Manhattan, Queens, Brooklyn, the Bronx and Staten Island had all been in the CDC high-risk category for the latter half of May and transitioned to medium risk through June as viral rates and hospital admissions associated with that wave ebbed. The relief was short-lived, though, with all five boroughs now in a heightened state of risk.
That means face masks are recommended for everyone indoors and in public settings, regardless of vaccination status — again. It comes as some neighborhoods in Manhattan and Queens are seeing 25% positivity rates (again). City health officials renewed their indoor mask advisory on Friday in light of the updated COVID data.

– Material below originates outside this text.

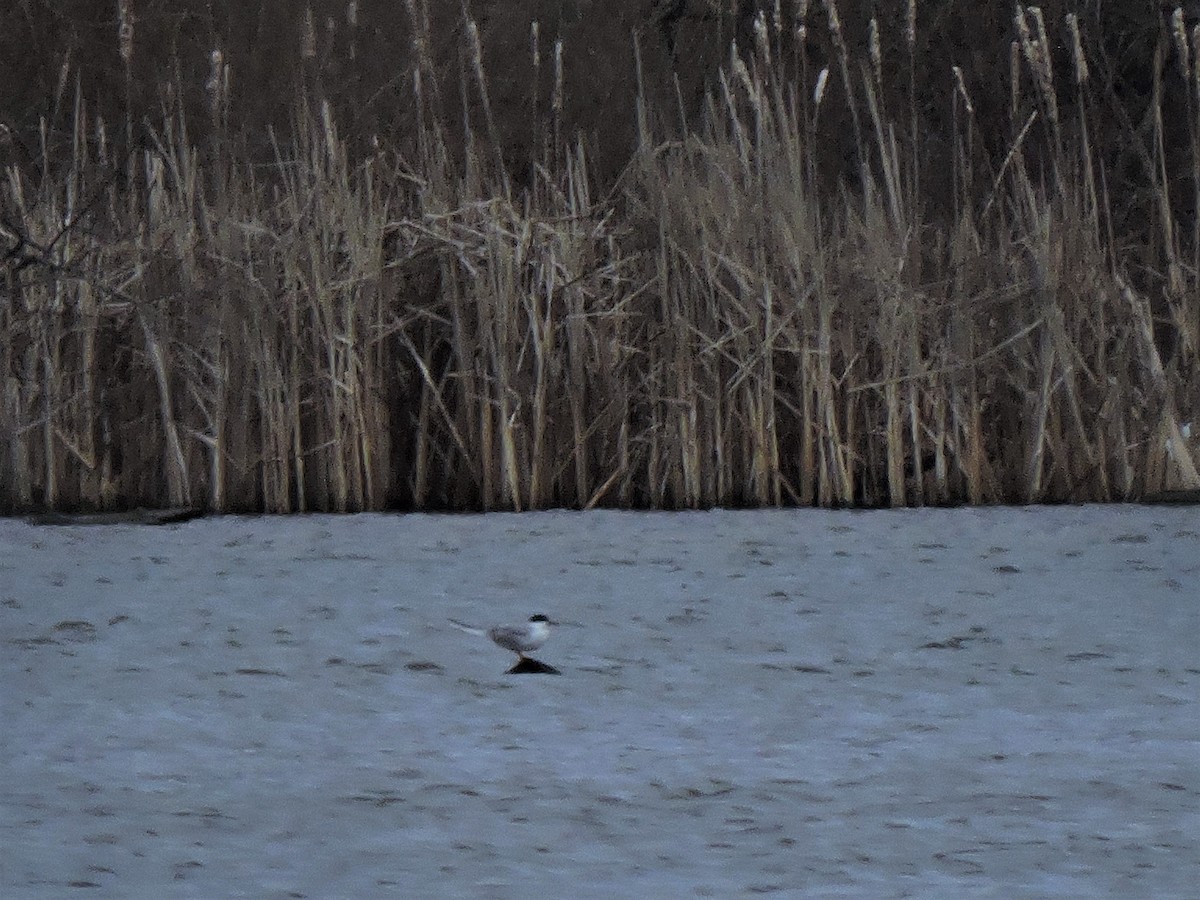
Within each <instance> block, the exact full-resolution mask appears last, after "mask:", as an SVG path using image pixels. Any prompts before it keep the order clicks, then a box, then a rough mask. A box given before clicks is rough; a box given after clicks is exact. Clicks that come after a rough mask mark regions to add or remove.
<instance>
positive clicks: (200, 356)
mask: <svg viewBox="0 0 1200 900" xmlns="http://www.w3.org/2000/svg"><path fill="white" fill-rule="evenodd" d="M409 7H410V11H412V14H413V20H414V22H416V23H422V22H426V20H427V18H428V17H427V14H426V13H425V12H424V7H422V6H421V5H420V4H418V2H415V0H414V2H413V4H410V5H409ZM804 7H805V8H806V5H804ZM122 8H124V6H122ZM826 13H827V14H826V17H824V18H823V19H821V20H818V19H816V18H814V19H812V20H808V19H805V20H800V22H791V23H784V22H782V20H781V19H776V20H775V22H770V20H767V19H760V22H758V23H757V28H756V30H755V34H756V48H755V53H754V54H752V59H750V60H748V59H746V58H745V56H743V55H740V54H739V53H738V52H737V50H734V52H733V53H732V54H731V62H730V65H728V66H727V67H726V70H725V71H724V73H722V76H721V78H720V79H719V82H718V83H716V84H715V85H714V89H713V91H712V94H710V96H709V100H708V104H707V110H706V115H704V116H703V124H702V125H696V126H689V127H680V126H678V125H676V126H660V125H658V124H656V122H660V121H674V122H678V120H679V118H680V114H679V113H678V112H677V110H667V109H652V108H648V106H647V103H646V102H644V100H643V101H642V102H641V103H640V104H638V127H640V146H638V149H637V151H636V154H635V156H634V158H632V160H631V161H630V162H629V166H628V167H626V169H625V172H624V173H623V174H622V176H620V179H619V180H618V181H617V182H616V184H614V185H605V186H602V188H600V190H598V186H596V185H595V184H594V173H593V172H592V167H590V166H589V161H588V151H587V144H586V142H582V140H572V139H569V138H568V137H566V136H564V134H563V133H562V128H560V122H559V119H558V115H559V112H560V109H562V90H563V86H562V74H560V73H562V47H560V46H557V47H554V48H553V49H552V50H548V49H547V47H546V42H545V40H544V38H540V37H539V35H538V32H536V31H535V32H534V34H533V36H532V38H533V40H532V47H530V53H536V54H538V55H536V58H535V60H534V71H535V72H536V71H539V70H540V67H552V68H553V70H554V72H556V73H557V74H556V77H554V78H553V84H554V86H553V91H552V95H551V97H550V102H548V104H547V106H546V107H545V108H535V109H534V112H533V115H534V121H532V122H530V128H533V130H535V132H536V133H538V134H539V136H541V137H540V138H539V144H540V146H541V148H542V151H541V155H540V157H539V158H536V160H534V161H532V164H530V167H529V169H528V172H511V170H509V168H508V167H506V166H505V163H504V161H503V158H502V154H500V148H499V146H498V143H499V138H498V137H497V134H498V126H497V122H496V121H494V120H493V113H492V107H491V104H490V103H488V85H487V82H486V77H485V73H484V67H482V65H481V62H480V59H481V49H480V47H479V43H478V31H475V30H474V29H472V28H468V29H467V30H466V32H464V47H463V53H462V59H463V67H462V71H463V72H466V73H467V76H468V77H467V86H466V88H463V90H464V91H467V94H468V95H470V96H469V97H467V101H469V102H464V103H463V104H462V106H463V108H469V109H478V110H480V115H479V121H476V122H473V124H470V126H469V127H468V128H467V136H468V138H467V143H466V146H464V148H461V149H460V148H450V146H449V143H448V142H449V139H448V137H446V134H449V133H451V132H452V130H451V128H450V127H449V126H448V122H446V121H445V118H444V116H445V113H444V112H443V106H442V102H440V100H439V96H440V91H442V90H443V89H444V85H439V84H438V83H437V80H436V79H437V76H436V72H434V66H433V65H432V62H430V60H428V59H421V58H420V54H418V55H419V62H418V70H416V72H415V76H416V77H415V85H416V88H415V92H414V97H413V103H414V104H415V107H416V109H418V112H419V115H418V119H419V121H420V127H419V128H418V133H416V134H415V136H414V143H413V146H412V148H409V149H396V150H391V149H386V148H377V149H374V150H373V151H372V152H370V154H367V155H365V156H360V157H354V158H352V156H350V151H349V150H348V145H347V143H346V142H344V140H343V139H342V138H341V137H340V134H338V127H337V122H336V121H335V115H334V113H332V112H331V107H330V104H329V103H328V102H325V101H324V100H323V98H322V96H320V92H319V84H318V82H319V79H317V78H312V79H311V84H310V85H308V86H307V88H306V89H305V90H304V92H302V94H301V95H300V96H298V97H296V98H295V100H294V108H295V114H294V116H293V121H294V127H293V130H292V132H290V133H289V134H286V136H275V138H274V146H275V155H274V158H272V160H270V161H269V164H265V166H264V164H260V161H259V163H256V162H254V161H253V160H251V158H248V156H247V155H246V154H245V152H242V151H240V149H239V148H240V144H239V139H238V136H236V134H234V133H232V132H230V128H229V120H230V116H229V110H228V103H227V94H228V79H229V72H228V67H224V66H223V64H222V58H221V54H220V52H215V53H214V58H212V74H211V78H210V80H209V84H208V86H206V90H208V91H209V108H210V110H211V116H210V119H211V120H210V121H209V122H204V124H197V125H198V128H196V130H194V131H193V124H191V122H187V121H186V120H185V118H184V114H182V113H181V112H180V110H181V109H182V104H179V106H176V107H167V108H164V110H163V115H162V118H161V121H158V122H157V124H149V122H146V124H143V125H142V126H140V130H142V131H143V132H144V133H145V136H146V137H145V139H144V140H142V142H139V146H140V149H139V150H137V151H136V152H131V154H130V155H128V164H125V163H122V162H119V161H118V160H116V158H114V157H115V151H114V150H113V145H112V144H113V142H112V140H110V139H109V138H108V126H107V125H106V124H104V122H102V121H94V120H91V119H90V116H89V112H88V109H89V107H88V102H86V97H85V96H84V95H83V91H82V90H80V89H79V88H76V102H74V108H73V113H72V121H71V128H72V140H71V150H70V158H62V157H60V156H55V155H53V154H52V151H50V149H49V143H48V142H43V148H44V152H43V158H42V160H41V161H40V167H38V170H28V169H23V168H19V167H18V166H16V164H11V166H10V167H8V168H7V169H6V170H5V172H4V173H2V174H4V179H2V184H0V210H4V228H2V239H4V242H5V253H6V256H5V262H4V268H2V269H0V286H2V292H4V296H5V304H4V308H2V312H0V316H2V319H0V364H2V366H4V372H5V385H4V392H2V407H0V433H2V434H4V439H2V442H0V474H2V479H0V508H4V509H7V510H13V509H29V508H34V506H44V508H66V509H70V508H96V509H109V508H114V506H127V505H137V504H145V505H172V506H179V505H188V504H196V505H202V506H205V508H209V509H212V510H264V511H271V512H286V511H301V510H337V511H350V510H362V509H384V508H392V506H402V508H416V509H427V508H439V509H516V510H522V509H535V508H545V506H576V508H589V506H595V505H620V506H644V508H655V509H658V508H697V506H710V505H742V504H750V505H780V504H820V505H848V504H869V505H896V506H899V505H912V504H926V503H940V504H941V503H976V504H978V503H995V502H1043V500H1122V499H1138V498H1145V497H1147V496H1151V494H1154V493H1157V492H1160V491H1164V490H1169V488H1172V487H1186V488H1198V487H1200V476H1198V474H1196V464H1198V458H1200V445H1198V442H1196V439H1195V438H1194V437H1189V428H1190V427H1194V426H1190V425H1189V422H1194V421H1195V418H1196V415H1198V412H1200V410H1198V404H1200V367H1198V346H1200V306H1198V304H1196V300H1195V298H1196V296H1198V295H1200V294H1198V287H1200V286H1198V283H1196V280H1198V271H1196V268H1198V259H1200V235H1198V232H1196V228H1198V227H1200V226H1196V221H1195V220H1196V217H1195V216H1194V215H1192V216H1190V218H1186V217H1181V214H1180V212H1178V210H1180V209H1181V205H1180V203H1178V202H1177V200H1176V199H1175V198H1172V194H1171V192H1172V191H1180V190H1184V188H1181V187H1180V185H1181V184H1182V185H1187V188H1186V190H1187V191H1190V192H1193V193H1195V194H1196V196H1200V175H1198V173H1200V125H1198V122H1200V115H1196V110H1200V73H1198V72H1196V70H1195V67H1194V64H1195V54H1190V55H1189V56H1187V59H1186V60H1184V61H1183V64H1182V65H1184V66H1186V68H1184V70H1183V72H1182V76H1183V77H1181V78H1178V79H1177V80H1175V82H1172V84H1175V85H1180V84H1182V85H1186V86H1187V90H1188V91H1190V92H1189V96H1188V108H1189V109H1190V110H1192V113H1193V120H1192V126H1190V127H1192V143H1190V155H1189V157H1188V160H1187V163H1186V166H1184V170H1182V172H1180V170H1178V162H1177V161H1176V157H1171V158H1168V154H1166V152H1165V150H1164V146H1165V140H1164V137H1163V133H1164V132H1163V130H1164V125H1163V116H1162V115H1160V114H1159V115H1156V116H1154V120H1153V128H1154V137H1153V140H1151V142H1150V143H1148V144H1147V145H1146V146H1144V148H1140V151H1141V152H1142V155H1144V157H1145V162H1146V166H1145V172H1146V173H1148V174H1147V179H1148V180H1147V181H1146V182H1145V184H1140V185H1123V186H1122V187H1123V190H1127V191H1128V190H1134V188H1136V190H1138V191H1140V194H1138V196H1139V197H1141V198H1144V199H1142V200H1141V202H1142V203H1144V205H1145V215H1146V220H1147V221H1150V222H1152V226H1151V227H1150V229H1148V230H1145V232H1141V233H1116V232H1115V230H1114V229H1115V226H1114V221H1115V220H1114V215H1112V211H1111V209H1110V208H1109V199H1108V198H1109V196H1110V187H1109V186H1110V184H1112V180H1114V178H1115V175H1114V173H1110V172H1106V170H1105V169H1104V167H1103V164H1102V163H1100V160H1099V155H1098V154H1097V151H1096V149H1094V148H1093V145H1092V139H1091V133H1092V131H1093V126H1092V124H1091V120H1090V113H1088V110H1090V108H1091V106H1092V103H1093V98H1092V96H1091V95H1090V94H1088V76H1087V70H1086V59H1085V55H1084V49H1082V46H1081V42H1080V37H1079V29H1080V25H1079V23H1078V22H1076V20H1074V19H1070V18H1068V22H1067V23H1064V24H1063V26H1062V32H1063V34H1062V40H1063V41H1067V42H1068V44H1069V46H1072V47H1073V48H1074V70H1073V73H1070V74H1068V76H1067V78H1068V82H1069V84H1067V85H1064V84H1063V83H1062V79H1063V78H1064V73H1063V72H1054V71H1052V70H1051V65H1050V55H1049V53H1048V52H1046V48H1048V47H1049V46H1050V42H1051V41H1055V40H1057V37H1056V36H1055V35H1051V34H1049V32H1050V31H1054V26H1052V23H1046V22H1044V19H1043V18H1042V16H1040V13H1039V12H1037V11H1034V10H1033V8H1032V7H1031V8H1028V10H1020V8H1019V10H1018V14H1016V18H1015V22H1014V44H1013V48H1014V52H1013V58H1012V59H1013V66H1014V71H1013V79H1012V83H1013V96H1012V101H1010V115H1012V124H1010V139H1009V140H1008V143H1007V146H1006V150H1004V152H1003V154H1002V155H1001V156H1000V157H997V158H989V157H988V155H986V151H985V150H983V149H980V148H982V146H983V144H984V142H983V140H980V138H979V134H978V133H977V127H978V126H977V124H976V121H974V106H973V103H972V97H971V95H970V90H972V86H971V85H967V84H966V83H965V82H964V79H962V74H961V71H958V70H955V71H954V72H953V73H947V85H948V86H947V92H946V96H944V97H941V98H937V100H938V101H940V102H942V103H943V104H944V107H946V108H947V109H949V110H950V115H949V121H950V125H949V132H948V133H946V134H943V136H942V137H943V138H944V140H946V142H948V145H952V146H953V148H954V149H953V154H952V157H953V172H952V173H950V178H949V184H952V185H953V191H952V196H949V197H947V198H936V199H931V198H929V197H926V196H925V190H926V188H925V185H926V184H928V182H930V181H935V180H937V179H935V178H932V176H934V175H935V174H936V173H932V172H930V170H929V166H930V163H929V161H926V160H925V158H924V156H923V150H922V146H923V140H924V134H923V125H922V122H920V121H919V109H922V108H923V106H922V104H923V103H925V102H929V98H918V97H916V96H913V95H912V88H911V85H912V84H914V79H913V77H912V74H913V73H912V68H913V67H916V66H918V65H922V61H920V60H919V59H918V58H917V55H916V50H914V44H916V40H914V37H912V36H911V35H910V36H908V37H906V47H907V53H908V54H910V55H908V66H910V71H908V72H898V73H887V72H884V71H883V68H882V67H883V62H882V61H881V58H880V53H878V47H877V41H872V44H871V47H870V52H869V53H868V56H866V58H864V59H863V60H856V59H853V58H852V54H851V52H850V50H848V49H847V47H846V43H845V41H842V40H841V34H840V28H841V24H840V20H839V19H838V17H836V10H835V7H834V5H833V4H832V2H830V4H827V5H826ZM910 14H912V13H910ZM912 22H914V19H910V23H912ZM796 26H803V28H805V29H817V28H828V29H829V30H830V35H832V46H833V48H834V52H833V54H832V55H830V59H829V60H828V64H829V65H828V66H822V67H821V68H820V70H817V61H816V60H810V59H809V58H808V56H806V55H804V54H803V53H802V54H800V56H799V58H797V56H796V55H794V54H793V56H791V58H790V61H788V62H787V64H785V62H784V61H782V55H784V54H782V52H781V50H782V48H784V46H785V44H786V42H787V40H788V36H790V35H791V34H793V32H792V31H790V30H788V28H796ZM911 28H913V25H912V24H910V29H911ZM870 34H872V35H874V36H875V37H876V38H877V37H878V29H877V28H872V29H871V31H870ZM1055 34H1056V32H1055ZM124 40H128V41H133V40H134V35H133V32H132V31H130V32H124V31H122V41H124ZM422 41H425V43H426V44H427V35H422V34H421V26H420V25H418V29H416V42H415V46H416V47H418V48H420V47H421V46H422ZM1164 41H1175V42H1176V44H1177V46H1180V47H1187V46H1189V42H1190V46H1193V47H1195V46H1198V44H1200V36H1198V35H1196V34H1192V35H1188V34H1186V32H1184V34H1182V35H1181V34H1172V35H1170V36H1164ZM635 55H636V54H632V53H631V56H635ZM122 59H127V56H126V55H125V53H124V49H122ZM830 67H832V71H830ZM1157 71H1158V72H1159V74H1162V67H1159V68H1158V70H1157ZM893 82H894V84H892V83H893ZM830 83H835V84H834V85H833V86H835V88H836V90H829V88H830ZM905 83H907V84H908V85H910V92H908V94H907V96H904V92H902V91H901V97H902V98H901V101H900V102H899V103H896V102H895V97H896V90H895V84H905ZM818 85H820V88H818ZM982 88H983V89H989V88H990V85H983V86H982ZM973 89H974V90H979V89H980V86H978V85H976V86H974V88H973ZM1164 90H1165V88H1164V86H1163V85H1162V84H1160V83H1158V84H1156V98H1157V101H1158V106H1156V109H1159V110H1160V108H1162V94H1163V91H1164ZM643 96H644V94H643ZM1068 96H1069V97H1070V98H1072V102H1070V103H1066V104H1064V102H1063V98H1064V97H1068ZM889 98H892V100H890V101H889ZM833 102H841V103H844V104H846V109H845V113H846V115H845V116H836V118H832V116H830V115H829V110H828V109H827V104H829V103H833ZM889 102H892V103H893V106H895V107H896V108H894V109H893V108H889V106H888V103H889ZM842 119H845V120H846V121H850V122H851V124H852V132H853V160H852V162H851V164H850V166H848V169H847V172H848V173H850V174H848V176H847V175H846V173H845V172H844V173H841V174H840V175H839V176H838V178H830V176H829V175H828V174H827V173H826V167H824V166H823V164H822V162H821V158H820V156H821V155H820V152H818V151H820V149H821V144H822V142H824V140H827V139H830V134H829V133H828V128H829V127H830V126H827V125H826V121H827V120H828V121H841V120H842ZM122 126H124V130H125V132H126V134H127V136H132V134H133V132H136V131H138V130H139V126H138V124H136V122H131V121H128V122H122ZM200 136H203V137H200ZM842 137H844V136H842ZM833 139H839V138H838V136H833ZM1034 148H1036V149H1034ZM517 185H521V187H517ZM601 191H602V192H601ZM1198 205H1200V203H1198ZM1130 241H1140V242H1141V245H1142V246H1145V257H1146V258H1147V259H1148V260H1150V263H1148V264H1147V265H1146V266H1145V268H1144V269H1140V270H1138V271H1130V270H1129V269H1128V266H1127V265H1126V263H1124V262H1123V260H1124V259H1126V256H1124V254H1123V248H1124V247H1126V246H1128V244H1129V242H1130ZM1156 268H1157V270H1159V271H1162V272H1163V277H1162V278H1160V280H1158V281H1156V280H1154V278H1147V276H1146V272H1147V271H1152V270H1154V269H1156Z"/></svg>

And as in prior waves, the problem is hardly relegated to New York City
Reinfection rates across the Empire State have supported the research findings as of late. Overall, that risk is up across the board in New York state, with Long Island reporting the highest reinfection rate (7.3 per 100K) over the last week, followed by New York City (6.9 per 100,000), according to the latest state data.
The two regions represent the most virulent ones in the state right now, though New York City’s rolling new case rate per 100,000 residents is slightly higher. Health department officials are currently reevaluating their COVID alert system as they try to adapt to the changing pandemic climate.
COVID breakthrough infections and hospitalizations across the state have risen as well, as the Columbia research would suggest, with the first up each of the last three weeks and the second up the last four. That timeframe reflects the rise of BA.4./BA.5.
The other tri-states have been grappling with the latest COVID wave, too. New Jersey, which only had four high-risk counties in the CDC’s update last week, now have zero at low risk. A half-dozen are considered high risk by the CDC, mainly in the southern part of the state, while the rest of New Jersey is shaded yellow on the agency’s map.
Connecticut, meanwhile, is divided. The western part of the state — Fairfield, Litchfield, New Haven, and Middlesex counties — are listed as medium-risk for COVID spread by the CDC, while the eastern four counties were at low risk in Friday’s federal update.